29. It is sufficient at this stage to show that every argument to bring in one element or the other of the tests laid down for the applicability of Section 11A, had been attempted to be countered by the Revenue with reference to materials and circumstances. We are not satisfied that such materials, circumstances and submissions are denuded of all force or substance. A clearer and final pronouncement, of course, would require concentrated attention on the pleas, evidence, and materials and evaluation of the principles.

30. In the light of the discussions, we are clearly of the view that the Petitioners have to be relegated to remedies available under the statute itself. This is not a case where powers under Article 226 of the Constitution should be exercised. We decline jurisdiction under Article 226.

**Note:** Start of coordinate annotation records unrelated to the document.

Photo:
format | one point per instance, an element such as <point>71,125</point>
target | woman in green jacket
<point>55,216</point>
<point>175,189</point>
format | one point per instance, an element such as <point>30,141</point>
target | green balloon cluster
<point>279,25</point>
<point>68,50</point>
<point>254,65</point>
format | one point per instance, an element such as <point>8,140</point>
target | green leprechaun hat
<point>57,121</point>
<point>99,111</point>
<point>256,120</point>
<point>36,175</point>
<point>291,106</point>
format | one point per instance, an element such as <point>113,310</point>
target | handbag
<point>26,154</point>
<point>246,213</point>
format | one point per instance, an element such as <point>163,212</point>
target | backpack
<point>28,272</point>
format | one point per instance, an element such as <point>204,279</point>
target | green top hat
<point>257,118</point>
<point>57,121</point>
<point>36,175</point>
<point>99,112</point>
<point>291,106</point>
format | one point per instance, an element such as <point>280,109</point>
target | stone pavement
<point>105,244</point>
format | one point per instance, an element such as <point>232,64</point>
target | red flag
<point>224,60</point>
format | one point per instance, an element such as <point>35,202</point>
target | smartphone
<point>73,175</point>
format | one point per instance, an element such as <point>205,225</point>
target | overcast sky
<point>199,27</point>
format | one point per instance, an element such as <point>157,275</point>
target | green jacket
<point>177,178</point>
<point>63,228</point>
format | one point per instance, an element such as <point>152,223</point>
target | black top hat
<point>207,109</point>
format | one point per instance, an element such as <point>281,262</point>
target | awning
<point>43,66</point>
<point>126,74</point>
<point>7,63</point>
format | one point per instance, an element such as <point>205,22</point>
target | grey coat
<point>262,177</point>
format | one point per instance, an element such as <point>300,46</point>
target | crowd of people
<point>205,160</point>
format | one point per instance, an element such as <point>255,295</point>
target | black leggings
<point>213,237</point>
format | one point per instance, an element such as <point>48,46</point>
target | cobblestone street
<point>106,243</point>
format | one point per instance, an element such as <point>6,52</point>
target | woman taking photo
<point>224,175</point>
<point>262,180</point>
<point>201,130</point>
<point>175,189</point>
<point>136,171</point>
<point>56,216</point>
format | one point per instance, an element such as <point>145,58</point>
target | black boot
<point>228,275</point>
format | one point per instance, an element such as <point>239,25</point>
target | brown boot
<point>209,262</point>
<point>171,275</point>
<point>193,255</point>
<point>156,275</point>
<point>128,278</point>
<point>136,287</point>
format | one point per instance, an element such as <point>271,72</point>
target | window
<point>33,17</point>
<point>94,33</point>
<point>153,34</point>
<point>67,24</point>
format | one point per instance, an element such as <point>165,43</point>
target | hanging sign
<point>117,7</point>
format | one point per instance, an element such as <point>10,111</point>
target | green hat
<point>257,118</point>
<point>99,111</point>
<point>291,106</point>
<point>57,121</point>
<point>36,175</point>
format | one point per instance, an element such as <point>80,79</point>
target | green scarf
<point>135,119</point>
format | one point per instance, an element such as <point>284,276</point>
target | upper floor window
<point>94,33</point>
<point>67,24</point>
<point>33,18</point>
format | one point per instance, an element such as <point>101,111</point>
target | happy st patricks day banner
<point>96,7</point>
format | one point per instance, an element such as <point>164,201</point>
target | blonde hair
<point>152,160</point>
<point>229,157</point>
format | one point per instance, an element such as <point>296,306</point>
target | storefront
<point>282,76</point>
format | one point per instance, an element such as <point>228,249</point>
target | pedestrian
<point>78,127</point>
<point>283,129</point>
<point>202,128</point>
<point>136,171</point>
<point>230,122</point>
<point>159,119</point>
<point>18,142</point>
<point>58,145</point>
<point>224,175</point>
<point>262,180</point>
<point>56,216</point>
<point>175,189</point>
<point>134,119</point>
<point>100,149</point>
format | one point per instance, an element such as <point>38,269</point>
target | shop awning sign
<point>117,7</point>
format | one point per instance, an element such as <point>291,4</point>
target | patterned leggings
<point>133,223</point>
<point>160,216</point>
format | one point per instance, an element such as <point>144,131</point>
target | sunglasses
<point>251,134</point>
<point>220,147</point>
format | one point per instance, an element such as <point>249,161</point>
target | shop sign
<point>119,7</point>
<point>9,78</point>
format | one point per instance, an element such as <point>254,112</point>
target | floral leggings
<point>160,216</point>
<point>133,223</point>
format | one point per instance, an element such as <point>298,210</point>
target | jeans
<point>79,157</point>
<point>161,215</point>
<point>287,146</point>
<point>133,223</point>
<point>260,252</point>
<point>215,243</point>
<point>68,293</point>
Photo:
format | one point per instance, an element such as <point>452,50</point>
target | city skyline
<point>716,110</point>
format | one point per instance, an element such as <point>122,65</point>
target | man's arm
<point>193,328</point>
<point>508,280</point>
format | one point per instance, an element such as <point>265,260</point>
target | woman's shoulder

31. History contains a Kaleidoscopic view of many curious events. The very concept of the Fundamental Rights and the Constitutional Courts, would appear to have gathered significance and momentum from time when the people in Princely States were as eager to move into the main stream of the democratic set up as their brethren of British India, as the area was known at that time. Mahatma Gandhi, who was to sit at the Round Table, and talk on behalf of the Indian People, was furnished with a note for safe-guarding the rights of the people in the Princely States. That Note continued a reference to the concept of the Fundamental Rights. Later agitations were organised for the realisation of those goals. Gandhiji had led it in Rajkot and Bajaj in Jaipur. (See British Policy Towards India 1905-1939 by Ashton) Soon the country witnessed the ushering in of a Constitution guaranteering to the citizens precious Fundamental Rights. Two of the Bajaj's have sought reliefs in this case from this Court for the enforcement of their fundamental and legal rights. We have considered their contentions, demanding those reliefs. We have ultimately come to the conclusion that having regard to the larger aspects of the working of the Constitution and the restraints which are necessary to keep the Constitutional machinery within its workable sphere, that immediate and direct reliefs should be declined, and that the Petitioners should be directed to pursue another forum where they could get remedy, if deserved. The Writ Petition is dismissed. Certified copy of the Judgment of supplied within one week.